She promptly exposed his false pretensions and past
villanies, and he left Boston and an army of cheated creditors. In 1699
two other attractive and plausible scamps--Kingsbury and May--garbed and
curried themselves as ministers, and went through a course of unchecked
villany, building only on their agreeable presence. Cotton Mather wrote
pertinently of one of these charmers, "Fascination is a thing whereof
mankind has more Experience than Comprehension;" and he also wrote very
despitefully of the adventurer's scholarly attainments saying there were
"eighteen horrid false spells and not one point in one very short note I
received from him." As the population increased, so also did the list of
dishonest impostors, who made a cloak of religion most effectively to
aid them in deceiving the religious community; and sometimes, alas! the
ordained clergymen became sad backsliders.
Nor were the pious and godly Puritan divines above the follies and
frailties of other men in other places and in other times.
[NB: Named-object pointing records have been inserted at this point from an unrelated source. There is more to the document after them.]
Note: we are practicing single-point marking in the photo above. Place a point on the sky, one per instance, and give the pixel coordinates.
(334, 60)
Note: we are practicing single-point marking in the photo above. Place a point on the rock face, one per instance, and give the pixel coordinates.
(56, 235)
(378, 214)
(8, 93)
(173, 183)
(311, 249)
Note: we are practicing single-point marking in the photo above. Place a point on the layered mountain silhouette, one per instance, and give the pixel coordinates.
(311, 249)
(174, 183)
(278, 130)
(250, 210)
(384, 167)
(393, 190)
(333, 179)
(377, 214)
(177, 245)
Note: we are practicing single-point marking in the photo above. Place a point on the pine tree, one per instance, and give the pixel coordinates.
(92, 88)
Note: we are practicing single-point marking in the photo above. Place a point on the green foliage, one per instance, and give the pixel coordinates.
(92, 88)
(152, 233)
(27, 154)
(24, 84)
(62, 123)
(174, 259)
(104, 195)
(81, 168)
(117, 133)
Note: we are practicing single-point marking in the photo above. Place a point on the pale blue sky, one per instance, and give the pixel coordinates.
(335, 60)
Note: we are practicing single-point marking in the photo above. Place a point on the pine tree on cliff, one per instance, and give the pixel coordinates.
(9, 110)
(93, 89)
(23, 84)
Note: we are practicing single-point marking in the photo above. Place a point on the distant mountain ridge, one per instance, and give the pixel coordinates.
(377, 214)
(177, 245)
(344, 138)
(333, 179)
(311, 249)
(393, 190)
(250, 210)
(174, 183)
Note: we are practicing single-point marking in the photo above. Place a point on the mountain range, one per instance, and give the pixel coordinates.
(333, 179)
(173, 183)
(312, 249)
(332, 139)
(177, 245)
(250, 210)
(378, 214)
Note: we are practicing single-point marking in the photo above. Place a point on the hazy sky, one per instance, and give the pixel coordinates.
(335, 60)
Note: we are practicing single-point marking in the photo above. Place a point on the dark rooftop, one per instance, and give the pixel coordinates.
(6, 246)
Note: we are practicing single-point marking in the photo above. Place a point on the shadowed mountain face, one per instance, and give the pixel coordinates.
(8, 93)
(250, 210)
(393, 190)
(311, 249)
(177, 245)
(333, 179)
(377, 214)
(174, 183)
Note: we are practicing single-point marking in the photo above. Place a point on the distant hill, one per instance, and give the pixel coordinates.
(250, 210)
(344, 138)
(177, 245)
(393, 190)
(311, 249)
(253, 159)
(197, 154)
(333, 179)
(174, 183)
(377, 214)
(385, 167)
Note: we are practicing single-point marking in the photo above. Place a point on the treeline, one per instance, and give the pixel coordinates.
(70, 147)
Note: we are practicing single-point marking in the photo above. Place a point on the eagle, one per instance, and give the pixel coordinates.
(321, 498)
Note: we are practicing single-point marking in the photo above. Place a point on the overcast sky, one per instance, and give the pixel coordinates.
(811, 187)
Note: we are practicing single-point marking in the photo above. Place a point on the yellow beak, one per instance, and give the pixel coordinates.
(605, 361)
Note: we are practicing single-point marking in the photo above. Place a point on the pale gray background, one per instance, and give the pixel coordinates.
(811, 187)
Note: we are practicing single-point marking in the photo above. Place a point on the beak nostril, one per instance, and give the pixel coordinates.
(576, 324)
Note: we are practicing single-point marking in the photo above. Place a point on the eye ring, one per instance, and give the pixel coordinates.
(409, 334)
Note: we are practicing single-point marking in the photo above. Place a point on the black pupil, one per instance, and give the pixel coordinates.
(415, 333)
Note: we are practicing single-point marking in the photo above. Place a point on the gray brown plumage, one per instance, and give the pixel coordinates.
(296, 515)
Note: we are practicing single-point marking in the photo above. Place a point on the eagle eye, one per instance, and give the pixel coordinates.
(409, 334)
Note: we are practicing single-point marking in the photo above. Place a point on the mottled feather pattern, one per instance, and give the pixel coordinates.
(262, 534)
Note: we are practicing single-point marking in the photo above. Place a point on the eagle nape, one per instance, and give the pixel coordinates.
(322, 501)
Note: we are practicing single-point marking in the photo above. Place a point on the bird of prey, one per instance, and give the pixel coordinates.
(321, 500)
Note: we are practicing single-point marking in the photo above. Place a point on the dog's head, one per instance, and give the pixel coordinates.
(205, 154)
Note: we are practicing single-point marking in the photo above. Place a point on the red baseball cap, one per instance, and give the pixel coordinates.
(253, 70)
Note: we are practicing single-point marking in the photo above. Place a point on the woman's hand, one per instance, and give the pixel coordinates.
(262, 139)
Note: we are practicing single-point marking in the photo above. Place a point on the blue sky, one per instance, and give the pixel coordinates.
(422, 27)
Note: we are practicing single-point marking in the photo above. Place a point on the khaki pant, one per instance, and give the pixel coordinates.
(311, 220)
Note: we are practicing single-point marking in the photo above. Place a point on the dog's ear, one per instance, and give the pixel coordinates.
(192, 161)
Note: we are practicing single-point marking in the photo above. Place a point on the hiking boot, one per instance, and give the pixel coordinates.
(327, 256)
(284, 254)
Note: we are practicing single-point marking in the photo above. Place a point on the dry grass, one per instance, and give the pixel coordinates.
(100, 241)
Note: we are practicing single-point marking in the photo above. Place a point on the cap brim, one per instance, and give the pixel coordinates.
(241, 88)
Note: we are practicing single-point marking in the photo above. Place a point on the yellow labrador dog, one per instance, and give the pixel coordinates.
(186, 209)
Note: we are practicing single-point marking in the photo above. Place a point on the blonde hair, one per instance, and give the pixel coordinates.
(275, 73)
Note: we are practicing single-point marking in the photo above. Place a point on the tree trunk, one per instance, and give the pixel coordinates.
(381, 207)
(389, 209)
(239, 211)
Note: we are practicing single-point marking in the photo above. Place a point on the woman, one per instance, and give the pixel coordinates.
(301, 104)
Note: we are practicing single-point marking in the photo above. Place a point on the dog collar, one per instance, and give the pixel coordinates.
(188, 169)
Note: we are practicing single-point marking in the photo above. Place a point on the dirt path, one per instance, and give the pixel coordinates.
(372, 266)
It can be said
of them, as of the Jew, had they not "eyes, hands, organs, dimensions,
senses, affections, passions?"--were they not as other men? It is recorded
of Rev. Samuel Whiting, of Lynn, that "once coming among a gay partie of
yong people he kist all ye maides and said yt he felt all ye better for
it." And who can doubt it? Even that extreme type, that highest pinnacle
of American Puritanical bigotry,--solemn and learned Cotton Mather,--had,
when he was a mourning widower, a most amusing amorous episode with a
rather doubtful, a decidedly shady, young Boston woman, whom he styled an
"Ingenious Child," but who was far from being an ingenuous child.